Official Galician grammar considers them just a periphrasis, but comparative linguistics may consider them a tense. 

Nevertheless,
It would be nice to know how they say:

_to have known
having written
I should have known
I wouldn't have done it
If I had known
_
in Galician.


----------



## XiaoRoel

Non poden ser tempos poisque non están dentro do paradigma verbal. Son perífrases que nas traducións poden dar lugar a seren interpretadas como tempos , e traducidos como tais, noutras linguas. Pero serán tempos na LD, na LO (galego) son claras perífrases.
Nos exemplos que pon Istriano hay uns sospeitosos xerundios que debería de ser corrixidos:
non _enredando_, mellor *a enredar*; _maquillándome_ non, mellor *a maquillarme*; _amolando_ non, mellor *a amolar*.
Na terceira parte _o radio_ (masc.) pede o clítico -*no*: _*vouno botar/chimpar*_ (*tirar* en galego significa 'sacar', 'quitar'.


----------



## Angelo di fuoco

Es decir, el gallego huye la construcción "estar + gerundio" como el portugués europeo estándar? 
¿Es un desarrollo reciente o más bien antiguo?


----------



## XiaoRoel

Es antiguo. Y es lógico que el portugués europeo, que forma una sola lengua con el gallego hasta el s. XIV, haga las mismas elecciones lingüísticas.


----------



## alanking

I have been absent from this forum for a long time. Reviewing the above question and discussion, it seems to me that two issues stand in danger of being confused: (1) (to quote part of Vericcio's question) "*Would it be possible to say, for example:  eu teño sido, eu tiña sido, and/or eu terei sido?*" i.e. "*Do the present [periphrastic, with ter] perfect, past perfect, and future  perfect ... exist in Galician?*" (2) Are these TENSES or CONSTRUCTIONS? i.e. what is their degree of integration into Galician GRAMMAR (note that items can occur in a language but are not necessarily grammaticalized in it).

I suspect that as originally motivated Vericcio's main concern was (1), whereas the answers have veered in two tangential directions [PLEASE SEE MY ADDENDUM AFTER THIS POST] not suggested in the original question at all, which probably reflect what historical Romance students and the academic tradition called Filología in Spain consider to be issues of interest and importance, partly for the prescriptive purpose of determining what is and is not [historically] "good" Portuguese, Galician or whatever - i.e. (2).
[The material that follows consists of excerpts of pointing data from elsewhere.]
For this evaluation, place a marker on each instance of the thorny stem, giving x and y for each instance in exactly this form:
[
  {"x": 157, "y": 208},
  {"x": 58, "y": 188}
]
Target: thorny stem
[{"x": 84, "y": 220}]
I want to correct this by addressing the original question (1).

Yes, it IS possible to say "teño sido", "tiña sido" etc. in present-day standard Galician. Not only are such things possible in theory, they occur in practice. That could have been a short answer that was basically valid, but COULD potentially have led to certain (minor?) misunderstandings if not accompanied by qualifications. Though I'm not sure whether the ensuing discussion fully disposes of those.

Without insisting on the terminological distinction introduced above over what constitutets a tense or doesn't, which is really just a way of summing up certain theoretical assumptions that may or may not be fully explicit, one point to be made is that "teño sido" is a much more strongly marked construction than, say, "he sido" in Spanish. One aspect of its markedness is the fact that it is MUCH less frequently used. Another is that its range of meanings does not coincide fully with the Spanish construction either. So both in textual terms and semantic terms, "teño sido" covers a much narrower field, so to speak. It is hence more specific, more precise. But it exists.

By the way, I don't think Outsider's point illustrated with his example _teño pensada unha idea_ is what this is about. In the Galician construction with "ter" + participle, "ter" is not being used as the verb "to have", it is being used AS AN AUXILIARY (sorry!) to express a certain aspectual nuance. This can be shown both semantically and syntactically, but it would take us off on another tangent to go into that in detail.

Coming back to the main point: it is true, and obviously an important point to be made especially for prescriptive and didactic purposes, that in comparison with Spanish, since "teño sido" covers a narrower field than (Spanish) "he ido", something else in Galician must cover the field that is NOT covered by "teño sido", and this is where it becomes pertinent to bring the synthetic tenses into the discussion. Because in most cases where Spanish says "he sido", Galician will indeed say "fun". Similarly, where Spanish says "había sido", Galician will often say "fora".

Having clarified that, back to "teño sido" etc. What, then, do they mean and when are they used? Well, as for the meaning, I do think they mean something more specific than "he sido" or "I have been". Unless someone else can suggest a more adequate nomenclature, I would suggest that the force of the Galician "ter" + participle construction is that of an EXPERIENTIAL PERFECT. It expresses that the subject has, at some time, indeed had the experience of doing something. It answers the question whether the subject has EVER done something.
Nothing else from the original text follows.